Type Design and Typography Tutorial
Bennington College, Spring 2006
4 Credits
4 hours a week (one meeting with Joe, one meeting with students)
Patrick Davison
Jason Irla
David Perez
Charlotte Sullivan
DESCRIPTION
This tutorial is devoted to learning about type design. Through group
discussions, show and tell sessions, individual font design projects,
basic font quizzes, and letter duplication exercises, we will study
the history, psychology, and aesthetic properties of letterforms.
Hopefully we will have guest designers come to class to talk with
us/we will go to visit them. Field trips will also be essential, to
studios, type foundries, letterpress shops, and areas with must-see
signage. Main questions that will be addressed in the class are: What
is the history of different font designs? How has technology changed
the type design process? Why are certain people font snobs? Why do
certain fonts communicate better than others?

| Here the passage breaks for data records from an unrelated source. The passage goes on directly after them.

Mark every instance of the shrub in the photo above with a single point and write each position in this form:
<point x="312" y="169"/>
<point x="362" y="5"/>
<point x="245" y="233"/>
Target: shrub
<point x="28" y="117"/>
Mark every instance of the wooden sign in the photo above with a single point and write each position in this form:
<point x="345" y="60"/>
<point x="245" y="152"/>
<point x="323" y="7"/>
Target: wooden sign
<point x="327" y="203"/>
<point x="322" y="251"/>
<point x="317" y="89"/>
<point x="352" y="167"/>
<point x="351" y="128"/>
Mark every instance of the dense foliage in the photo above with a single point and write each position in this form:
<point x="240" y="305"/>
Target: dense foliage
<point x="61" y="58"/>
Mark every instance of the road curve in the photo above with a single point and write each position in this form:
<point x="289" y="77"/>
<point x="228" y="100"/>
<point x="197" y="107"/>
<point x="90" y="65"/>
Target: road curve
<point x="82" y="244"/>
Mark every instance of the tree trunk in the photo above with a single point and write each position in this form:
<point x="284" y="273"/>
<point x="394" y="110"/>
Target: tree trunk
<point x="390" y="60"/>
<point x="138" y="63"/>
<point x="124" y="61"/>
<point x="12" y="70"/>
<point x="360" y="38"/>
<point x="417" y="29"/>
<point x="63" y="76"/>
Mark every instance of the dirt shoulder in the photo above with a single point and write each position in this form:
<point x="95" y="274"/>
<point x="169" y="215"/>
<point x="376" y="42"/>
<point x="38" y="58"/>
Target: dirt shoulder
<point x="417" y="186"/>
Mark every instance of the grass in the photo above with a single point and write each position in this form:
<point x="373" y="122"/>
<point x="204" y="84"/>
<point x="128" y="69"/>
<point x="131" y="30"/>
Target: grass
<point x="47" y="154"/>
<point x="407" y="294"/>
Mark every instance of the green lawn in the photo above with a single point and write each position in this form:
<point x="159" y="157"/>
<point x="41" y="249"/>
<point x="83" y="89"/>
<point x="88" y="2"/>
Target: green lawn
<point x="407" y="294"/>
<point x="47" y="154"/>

By the end of the class,
each student will have designed his or her own font, as a result of in
depth research and ongoing letterform collections.
READING LIST
Jan Tschichold,
The Form of the Book
Ruari McLean,
The Thames and Hudson Manual of Typography
Erik Spiekermann and E. M. Ginger,
Stop Stealing Sheep
Robert Bringhurst,
The Elements of Typographic Style
Douglas Hofstadter,
Metamagical Themas: Questing for the Essence of Mind and Pattern
Donald Knuth,
Computers & Typesetting, Volumes A-E
Donald Knuth,
3:16 Bible Texts Illuminated
Scott Kim,
Inversions: A catalog of calligraphic cartwheels
Ed Fella,
Letters on America
Steven Heller, editor,
The Education of a Typographer
PROJECTS/PAPERS/WORK
1. Weekly reading will be assigned, anyone is welcome to contribute
reading suggestions.
2. Each student will keep a notebook to keep track of found
letterforms (photos of signs, to do lists, found to-do lists, etc).
These will be shown once a week to share any updates/interesting
finds. Students will also practice drawing fonts freehand in their
notebooks.
3. There will be periodical quizzes on font recognition, as new fonts
are studied.
4. Each student will do a research project on a font design of their
choice and present it to the class (midterm assignment?)
5. For the final project each student will design a font.